Under new guidelines issued by the Securities and Exchange Commission Thursday, public companies are supposed to report cyber attacks that could potentially lead to unexpected losses. Companies will have to disclose intellectual property that is stolen in a breach and the cost of fixing security flaws. If you've been looking for something to help tie the need for security investment to the bottom line, this may be it.

The new guidance, which goes into effect next year, expands the information that companies may have to disclose when a network is hacked or data is stolen if it could affect investors' decisions. If a network is hit with malware and customer data is exposed, for example, the company "may need to discuss the occurrence of the specific attack and its known and potential costs and other consequences," the SEC said. Companies may also have to disclose "threatened cyber incidents to place the discussion of cybersecurity risks in context."

The SEC beefed up the disclosure guidelines after lawmakers called for clearer rules in the wake of massive hacks earlier this year into corporate networks, including Citigroup, Lockheed Martin, Sony and other major corporations. Sen. John Rockefeller, D-W.Va., who was vocal in calling for the update, was quoted saying that the new "guidance changes everything."

I'm not sure it changes everything.

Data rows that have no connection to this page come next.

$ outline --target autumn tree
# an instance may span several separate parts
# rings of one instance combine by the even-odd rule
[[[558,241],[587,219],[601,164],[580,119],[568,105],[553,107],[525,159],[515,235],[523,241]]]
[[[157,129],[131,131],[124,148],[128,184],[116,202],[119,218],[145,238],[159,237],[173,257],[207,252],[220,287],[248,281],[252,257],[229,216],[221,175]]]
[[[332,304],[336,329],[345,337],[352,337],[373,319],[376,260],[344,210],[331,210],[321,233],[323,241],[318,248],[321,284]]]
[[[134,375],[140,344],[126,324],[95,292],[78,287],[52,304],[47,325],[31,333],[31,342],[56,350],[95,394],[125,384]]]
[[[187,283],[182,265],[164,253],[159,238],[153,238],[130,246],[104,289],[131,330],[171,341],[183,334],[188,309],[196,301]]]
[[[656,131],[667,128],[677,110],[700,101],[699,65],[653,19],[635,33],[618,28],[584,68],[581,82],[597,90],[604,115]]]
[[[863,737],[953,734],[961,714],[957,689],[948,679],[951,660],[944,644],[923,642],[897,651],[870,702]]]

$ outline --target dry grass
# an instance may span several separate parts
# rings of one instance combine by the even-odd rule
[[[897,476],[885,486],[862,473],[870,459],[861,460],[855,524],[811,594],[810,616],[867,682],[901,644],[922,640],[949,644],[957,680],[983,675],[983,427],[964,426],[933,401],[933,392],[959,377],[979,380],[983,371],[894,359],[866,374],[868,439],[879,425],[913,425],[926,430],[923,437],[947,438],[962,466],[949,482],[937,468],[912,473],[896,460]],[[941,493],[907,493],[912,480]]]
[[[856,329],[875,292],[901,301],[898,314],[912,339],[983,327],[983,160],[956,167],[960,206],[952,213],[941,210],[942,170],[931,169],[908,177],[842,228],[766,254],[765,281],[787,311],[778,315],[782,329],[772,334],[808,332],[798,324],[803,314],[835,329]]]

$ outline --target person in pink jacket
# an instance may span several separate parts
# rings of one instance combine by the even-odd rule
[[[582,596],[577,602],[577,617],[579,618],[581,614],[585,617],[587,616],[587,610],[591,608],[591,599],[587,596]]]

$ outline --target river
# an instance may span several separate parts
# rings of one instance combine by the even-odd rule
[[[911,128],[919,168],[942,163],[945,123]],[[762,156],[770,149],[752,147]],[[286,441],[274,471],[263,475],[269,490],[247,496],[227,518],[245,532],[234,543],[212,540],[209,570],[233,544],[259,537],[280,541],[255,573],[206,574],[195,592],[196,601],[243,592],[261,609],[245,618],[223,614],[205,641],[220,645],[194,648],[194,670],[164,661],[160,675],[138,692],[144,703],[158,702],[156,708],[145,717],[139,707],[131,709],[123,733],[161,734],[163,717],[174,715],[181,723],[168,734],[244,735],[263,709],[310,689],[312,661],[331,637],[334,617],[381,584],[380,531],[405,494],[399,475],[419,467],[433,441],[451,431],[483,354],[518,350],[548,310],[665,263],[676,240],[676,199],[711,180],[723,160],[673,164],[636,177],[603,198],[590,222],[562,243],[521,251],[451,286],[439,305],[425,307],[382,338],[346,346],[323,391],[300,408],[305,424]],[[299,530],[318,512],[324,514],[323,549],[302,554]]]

The guidance is somewhat vague, filled with a lot of phrases like "may need to," "may have to" and "should," leaving room for interpretation. It is very clear, however, on the point that the guidance "is not a rule, regulation, or statement of the Securities and Exchange Commission." What's more, the SEC "has neither approved nor disapproved its content." It seems that there may be enough ambiguity in this guidance to let a lot of security breaches fall through the disclosure cracks.

Nonetheless, the hope of the new guidance is that it "will allow the market to evaluate companies in part based on their ability to keep their networks secure," Rockefeller said. "We want an informed market and informed consumers, and this is how we do it."

There are CEOs--perhaps most?--who would prefer to preserve an uninformed market and uninformed consumers when it comes to security breaches, and that is understandable to a certain extent. Security is expensive, and it has been next to impossible to demonstrate its contribution to the bottom line. The new guidance out of the SEC may make that demonstration a bit easier.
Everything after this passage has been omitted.